With an extremely compressed timeline and an unwieldy number of participants, the process has left little room for thoughtful deliberation or balanced input. Even more concerning, academics — many with no legal expertise or experience in technical standardization — are leading the drafting effort. Yet the Code, once adopted, will define expectations of GPAI obligations and influence enforcement. Remarkably, this is happening without meaningful participation by standardization experts, without input from the European Parliament, and without oversight from Member States.
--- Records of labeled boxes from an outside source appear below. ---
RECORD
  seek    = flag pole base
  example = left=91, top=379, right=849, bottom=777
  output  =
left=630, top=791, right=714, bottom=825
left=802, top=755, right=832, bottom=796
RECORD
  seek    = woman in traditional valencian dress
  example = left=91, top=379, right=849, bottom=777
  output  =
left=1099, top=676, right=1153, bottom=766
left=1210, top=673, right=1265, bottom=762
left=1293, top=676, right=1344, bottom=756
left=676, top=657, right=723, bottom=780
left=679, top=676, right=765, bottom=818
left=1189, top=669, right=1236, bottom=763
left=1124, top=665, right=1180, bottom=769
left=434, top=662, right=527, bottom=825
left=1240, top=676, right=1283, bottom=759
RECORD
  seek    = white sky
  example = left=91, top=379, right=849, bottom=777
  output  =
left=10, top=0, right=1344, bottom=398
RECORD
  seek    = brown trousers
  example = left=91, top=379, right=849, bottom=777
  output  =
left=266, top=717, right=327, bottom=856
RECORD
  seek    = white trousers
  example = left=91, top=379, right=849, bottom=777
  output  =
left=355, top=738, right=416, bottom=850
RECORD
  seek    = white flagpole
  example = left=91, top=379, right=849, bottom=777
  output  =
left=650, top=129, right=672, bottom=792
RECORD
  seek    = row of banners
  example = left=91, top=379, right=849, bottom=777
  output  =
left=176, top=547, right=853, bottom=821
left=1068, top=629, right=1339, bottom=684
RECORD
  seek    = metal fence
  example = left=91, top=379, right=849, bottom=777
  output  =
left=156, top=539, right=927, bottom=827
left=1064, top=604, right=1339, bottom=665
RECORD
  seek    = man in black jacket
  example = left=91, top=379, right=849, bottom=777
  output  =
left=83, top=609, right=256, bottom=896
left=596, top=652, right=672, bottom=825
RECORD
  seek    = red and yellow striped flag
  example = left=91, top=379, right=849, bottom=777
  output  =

To be clear, this criticism is not intended to question the technical expertise of the chairs and stakeholders involved or their willingness to consider diverse perspectives. Rather, the key issue is that the drafting process is not governed by legal procedural rules but has become a top-down effort to regulate GPAI models within a short timeframe – all while discussions in ISO/IEC and CEN/CENELEC on GPAI standards are still at an early, mostly informal stage.
The Code of Practice as a trojan horse to reshape the AI Act?
The substance of the draft is equally concerning. While its purpose is to help providers comply with existing obligations, the current draft goes beyond mere clarification – introducing new requirements not envisioned in the AI Act.
One example is the proposed role of “external evaluators” before releasing GPAI models with systemic risks, which is not provided for in the AI Act. The draft mandates providers to obtain external systemic risk assessments, including model evaluations, before placing their models on the market (commitment II.11). However, the AI Act itself (Art. 55(1)(a) and recital 114) does not impose this requirement – it only calls for adversarial testing of model evaluations, not independent external risk assessments.
Another example concerns copyright: measure I.2.4. of the draft requires GPAI model developers to make reasonable efforts to determine whether protected content was collected by a robots.txt-compliant crawler – an obligation not imposed by the AI Act either. Additionally, measure I.2.5. mandates that GPAI model providers take reasonable steps to mitigate the risk of downstream AI systems repeatedly generating copyright-infringing content and to prohibit such uses in their terms and conditions. However, these requirements are not found in the AI Act or the Copyright Directive 2019/790, which addresses only primary liability (i.e., the responsibility of GPAI model providers) and does not extend to secondary liability arising from text and data mining.
Again, the issue is not whether these requirements are reasonable, but that the Code’s sole purpose is to clarify the obligations of the AI Act, not to redefine them. Therefore, the Code must not be used as a Trojan horse to reshape the AI Act according to political preferences – bypassing democratic procedures.
Next steps: To adopt or not adopt the draft Code of Practice
What happens next? The Code of Practice will only take effect if approved by the Commission through an implementing act under Art. 56(6) AI Act. Unlike delegated acts (Art. 290 TFEU), implementing acts (291 TFEU) do not empower the Commission to amend or supplement the basic legislation, i.e. the AI Act. As the European Court of Justice has repeatedly confirmed, implementing acts “may neither amend nor supplement the legislative act, even as to its non-essential elements”.
Thus, the Commission and the AI Board must not simply rubber-stamp the current draft. Instead, both the Commission and the AI Board should conduct a thorough, critical review to ensure that the proposed measures are indeed necessary for implementation and do not contradict or go beyond the provisions of the AI Act.
Anything less would not only undermine the carefully negotiated political compromise between Parliament and Council in the AI Act but also lead to an unconstitutional overreach of the Commission’s implementing powers.